Skinny Acer notebook delivers six-day battery life
Just ask Windows 7
Acer appears to have found a solution to notebook users' battery life woes. Its Aspire Timeline 1810TZ apparently delivers a 10x improvement in runtime when compared to other thin'n'light laptops equipped with six-cell lithium-ion batteries.
After five hours' usage at a day-long conference the other day, we thought we'd check on how well the Windows 7-based machine would continue to run. We were staggered to that, despite using up almost 60 per cent of the notebook's charge, we still had a whopping 66 hours left to go.
On that basis, we calculate that the 65.5 hours runtime from a 41 per cent charge means that, when topped up, the battery would drive the 1810TZ for 159 hours 45 minutes.

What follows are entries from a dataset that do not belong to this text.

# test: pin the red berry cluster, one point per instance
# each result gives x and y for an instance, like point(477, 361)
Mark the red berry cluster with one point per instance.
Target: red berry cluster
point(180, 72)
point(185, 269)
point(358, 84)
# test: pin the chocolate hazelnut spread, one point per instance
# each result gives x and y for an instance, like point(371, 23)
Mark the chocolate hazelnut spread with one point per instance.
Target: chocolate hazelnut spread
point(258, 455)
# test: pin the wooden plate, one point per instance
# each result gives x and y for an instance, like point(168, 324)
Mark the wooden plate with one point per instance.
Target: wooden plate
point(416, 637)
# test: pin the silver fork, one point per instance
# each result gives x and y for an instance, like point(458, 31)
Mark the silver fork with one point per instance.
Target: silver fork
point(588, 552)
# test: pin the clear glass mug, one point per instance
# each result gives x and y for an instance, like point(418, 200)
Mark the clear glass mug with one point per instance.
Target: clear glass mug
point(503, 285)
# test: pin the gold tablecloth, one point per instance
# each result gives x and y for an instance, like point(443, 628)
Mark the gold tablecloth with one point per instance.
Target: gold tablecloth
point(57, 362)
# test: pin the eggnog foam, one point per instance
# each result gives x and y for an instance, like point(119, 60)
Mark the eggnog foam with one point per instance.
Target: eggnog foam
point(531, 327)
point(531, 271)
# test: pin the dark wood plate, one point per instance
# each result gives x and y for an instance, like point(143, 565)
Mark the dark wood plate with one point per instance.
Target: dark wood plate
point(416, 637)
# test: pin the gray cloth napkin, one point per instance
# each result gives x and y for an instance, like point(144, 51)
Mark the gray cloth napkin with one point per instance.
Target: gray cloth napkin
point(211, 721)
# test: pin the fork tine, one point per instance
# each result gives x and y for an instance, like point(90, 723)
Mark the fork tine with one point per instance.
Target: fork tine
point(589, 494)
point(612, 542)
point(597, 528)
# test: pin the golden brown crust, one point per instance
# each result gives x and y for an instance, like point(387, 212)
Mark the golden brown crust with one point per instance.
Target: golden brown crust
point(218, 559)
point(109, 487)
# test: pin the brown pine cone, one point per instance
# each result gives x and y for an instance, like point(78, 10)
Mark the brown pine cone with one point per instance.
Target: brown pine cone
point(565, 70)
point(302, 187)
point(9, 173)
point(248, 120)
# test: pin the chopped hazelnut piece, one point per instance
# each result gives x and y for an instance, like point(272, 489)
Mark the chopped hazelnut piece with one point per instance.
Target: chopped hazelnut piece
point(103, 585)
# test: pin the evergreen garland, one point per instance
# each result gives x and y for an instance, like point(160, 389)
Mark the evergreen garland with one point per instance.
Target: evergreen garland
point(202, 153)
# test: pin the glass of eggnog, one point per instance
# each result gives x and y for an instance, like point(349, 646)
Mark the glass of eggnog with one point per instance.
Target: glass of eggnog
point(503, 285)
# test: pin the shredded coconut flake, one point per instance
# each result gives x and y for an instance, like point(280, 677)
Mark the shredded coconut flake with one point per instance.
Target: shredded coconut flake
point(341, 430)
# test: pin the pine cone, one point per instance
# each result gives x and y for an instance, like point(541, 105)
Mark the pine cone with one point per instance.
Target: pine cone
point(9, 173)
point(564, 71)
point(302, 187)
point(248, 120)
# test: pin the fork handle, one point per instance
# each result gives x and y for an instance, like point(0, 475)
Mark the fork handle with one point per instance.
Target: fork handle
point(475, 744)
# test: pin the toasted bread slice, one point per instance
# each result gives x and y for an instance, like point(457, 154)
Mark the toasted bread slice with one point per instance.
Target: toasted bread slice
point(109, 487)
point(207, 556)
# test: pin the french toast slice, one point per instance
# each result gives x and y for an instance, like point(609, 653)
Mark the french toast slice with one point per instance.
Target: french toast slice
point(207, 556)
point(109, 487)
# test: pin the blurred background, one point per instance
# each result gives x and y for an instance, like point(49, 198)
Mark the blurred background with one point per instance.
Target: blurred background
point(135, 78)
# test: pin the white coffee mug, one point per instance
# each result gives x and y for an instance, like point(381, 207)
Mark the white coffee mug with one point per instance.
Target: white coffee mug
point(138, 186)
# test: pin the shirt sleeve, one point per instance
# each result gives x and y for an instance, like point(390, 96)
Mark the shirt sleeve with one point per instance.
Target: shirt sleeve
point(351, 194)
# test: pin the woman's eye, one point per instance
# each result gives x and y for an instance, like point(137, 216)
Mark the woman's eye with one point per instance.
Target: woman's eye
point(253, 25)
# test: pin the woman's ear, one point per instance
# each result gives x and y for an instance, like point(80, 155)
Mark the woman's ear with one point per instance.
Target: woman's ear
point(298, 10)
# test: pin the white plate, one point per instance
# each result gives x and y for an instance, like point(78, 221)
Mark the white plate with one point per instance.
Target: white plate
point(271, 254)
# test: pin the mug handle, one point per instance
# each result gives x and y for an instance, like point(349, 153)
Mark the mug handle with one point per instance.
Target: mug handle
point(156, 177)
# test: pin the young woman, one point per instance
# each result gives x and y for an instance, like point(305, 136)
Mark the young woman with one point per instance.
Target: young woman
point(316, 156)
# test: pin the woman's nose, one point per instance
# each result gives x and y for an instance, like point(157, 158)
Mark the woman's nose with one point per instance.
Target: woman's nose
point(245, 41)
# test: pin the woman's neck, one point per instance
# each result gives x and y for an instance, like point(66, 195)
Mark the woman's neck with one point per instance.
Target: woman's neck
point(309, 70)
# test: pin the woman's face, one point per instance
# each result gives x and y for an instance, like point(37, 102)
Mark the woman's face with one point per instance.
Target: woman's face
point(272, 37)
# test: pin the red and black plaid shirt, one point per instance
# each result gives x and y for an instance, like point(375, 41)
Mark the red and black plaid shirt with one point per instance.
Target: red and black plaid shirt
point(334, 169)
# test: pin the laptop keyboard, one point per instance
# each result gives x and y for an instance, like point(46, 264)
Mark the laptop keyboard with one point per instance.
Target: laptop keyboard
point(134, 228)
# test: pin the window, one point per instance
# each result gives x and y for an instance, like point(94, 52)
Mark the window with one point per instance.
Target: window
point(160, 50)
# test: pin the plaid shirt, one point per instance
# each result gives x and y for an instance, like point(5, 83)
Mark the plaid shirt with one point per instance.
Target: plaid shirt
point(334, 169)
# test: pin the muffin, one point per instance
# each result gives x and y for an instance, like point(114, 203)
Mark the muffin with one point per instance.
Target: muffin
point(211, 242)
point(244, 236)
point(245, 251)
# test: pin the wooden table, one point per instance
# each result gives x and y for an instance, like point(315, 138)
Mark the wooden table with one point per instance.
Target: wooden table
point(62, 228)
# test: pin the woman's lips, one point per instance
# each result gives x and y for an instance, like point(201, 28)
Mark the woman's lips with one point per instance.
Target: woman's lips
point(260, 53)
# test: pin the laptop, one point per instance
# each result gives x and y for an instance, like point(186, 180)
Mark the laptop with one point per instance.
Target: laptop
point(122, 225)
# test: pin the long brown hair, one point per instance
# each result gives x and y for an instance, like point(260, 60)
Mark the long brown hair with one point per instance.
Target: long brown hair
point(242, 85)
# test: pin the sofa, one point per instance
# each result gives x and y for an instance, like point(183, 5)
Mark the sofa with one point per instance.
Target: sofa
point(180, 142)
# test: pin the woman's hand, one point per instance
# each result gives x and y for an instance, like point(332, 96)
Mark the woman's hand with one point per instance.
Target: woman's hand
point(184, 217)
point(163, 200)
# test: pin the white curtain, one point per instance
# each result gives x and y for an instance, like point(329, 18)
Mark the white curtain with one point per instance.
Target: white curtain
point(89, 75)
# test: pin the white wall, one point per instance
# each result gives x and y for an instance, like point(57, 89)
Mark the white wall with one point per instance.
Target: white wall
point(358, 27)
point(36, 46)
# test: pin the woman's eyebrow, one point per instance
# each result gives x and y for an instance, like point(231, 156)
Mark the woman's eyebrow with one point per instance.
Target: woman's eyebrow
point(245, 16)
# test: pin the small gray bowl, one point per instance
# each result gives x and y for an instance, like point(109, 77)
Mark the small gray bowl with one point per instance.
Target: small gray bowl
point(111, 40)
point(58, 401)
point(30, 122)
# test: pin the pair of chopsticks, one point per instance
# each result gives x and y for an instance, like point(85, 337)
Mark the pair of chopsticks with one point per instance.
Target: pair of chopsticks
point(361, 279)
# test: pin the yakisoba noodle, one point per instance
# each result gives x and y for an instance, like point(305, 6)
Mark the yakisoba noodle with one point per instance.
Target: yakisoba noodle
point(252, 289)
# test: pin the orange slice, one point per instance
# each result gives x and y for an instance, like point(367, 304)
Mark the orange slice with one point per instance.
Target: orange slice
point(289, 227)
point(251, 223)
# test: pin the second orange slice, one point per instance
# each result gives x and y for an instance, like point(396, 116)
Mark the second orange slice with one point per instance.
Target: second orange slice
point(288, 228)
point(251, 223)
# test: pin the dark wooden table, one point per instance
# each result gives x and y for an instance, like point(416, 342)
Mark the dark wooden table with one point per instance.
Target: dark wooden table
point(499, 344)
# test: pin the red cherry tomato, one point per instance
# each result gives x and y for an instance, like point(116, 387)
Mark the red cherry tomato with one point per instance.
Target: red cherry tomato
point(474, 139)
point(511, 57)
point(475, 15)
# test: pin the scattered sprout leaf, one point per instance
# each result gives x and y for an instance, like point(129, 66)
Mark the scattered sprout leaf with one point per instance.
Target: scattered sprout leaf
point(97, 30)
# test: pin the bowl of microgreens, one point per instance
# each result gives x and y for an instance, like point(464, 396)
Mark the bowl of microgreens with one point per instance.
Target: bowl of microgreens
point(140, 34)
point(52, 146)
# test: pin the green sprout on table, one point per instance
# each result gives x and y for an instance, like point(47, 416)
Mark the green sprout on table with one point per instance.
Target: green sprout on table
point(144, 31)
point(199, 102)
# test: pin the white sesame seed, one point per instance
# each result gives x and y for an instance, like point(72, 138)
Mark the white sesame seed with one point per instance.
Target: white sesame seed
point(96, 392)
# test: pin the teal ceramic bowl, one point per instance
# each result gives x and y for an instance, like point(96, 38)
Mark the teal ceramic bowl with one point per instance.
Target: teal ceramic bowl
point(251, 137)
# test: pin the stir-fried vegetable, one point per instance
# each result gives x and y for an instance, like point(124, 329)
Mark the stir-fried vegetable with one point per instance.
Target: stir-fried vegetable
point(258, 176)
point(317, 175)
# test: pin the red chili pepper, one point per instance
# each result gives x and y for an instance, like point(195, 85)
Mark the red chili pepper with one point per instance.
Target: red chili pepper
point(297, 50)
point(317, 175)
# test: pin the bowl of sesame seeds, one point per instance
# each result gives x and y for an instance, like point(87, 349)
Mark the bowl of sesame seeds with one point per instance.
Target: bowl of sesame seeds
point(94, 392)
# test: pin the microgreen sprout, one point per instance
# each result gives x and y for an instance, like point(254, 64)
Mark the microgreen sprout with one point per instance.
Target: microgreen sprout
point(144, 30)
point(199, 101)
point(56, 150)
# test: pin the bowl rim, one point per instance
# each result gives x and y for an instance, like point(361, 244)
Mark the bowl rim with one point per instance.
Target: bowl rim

Or just over six-and-a-half days, if you prefer.
Given most laptops struggle to deliver six-and-a-half hours of battery life, we think we're onto a good thing here.
Then again, it might just be a Windows 7 bug.
Sob. ®
COMMENTS
@eugene
To be fair I never said it provided a 'runtime' but since runtime is a very simple calculation of "power remaining / consumption" it's really neither here nor there. Windows is at fault here, it's an issue I've personally never seen with linux (or OSX on the rare occasions I've used it). Even if provided with incorrect values Windows would appear to be failing to apply any sort of sanity checking (par for the course with MS software), it would be more correct to display 'Unknown' than a runtime value which is clearly incorrect.
65 hours in six days?
There's me living 24h days, but apparently you computer types go to bed when it gets dark and don't recall/notice any changes when opening their eyes when the light slowly returns.
"Hey that car parked in front of the neighbours tunneled away, never started up."
Strange.
Makes me think
of the new mac ads - it wont have any of the problems my other os has - trust me...
Wow
That's just on the 'balanced' setting. What do you get under 'power saving' ? ; -)
batteries forget
@Anonymous Coward
Batteries will not tell the computer how much runtime is left. They can tell the computer the current power consumption, how much power has been put back into the battery during the last charge, the battery's capacity, and stuff like that. The computer then calculates the runtime from that data. I've seen large numbers like that after coming out of standby, like the other AC mentioned. Fixes itself quickly.
The full-charge-discharge calibration sequence is real - it might take a few months for a battery to reach you - the cells would have self-discharged a little. The battery's chip doesn't account for that, so a full discharge-recharge cycle will recalibrate it.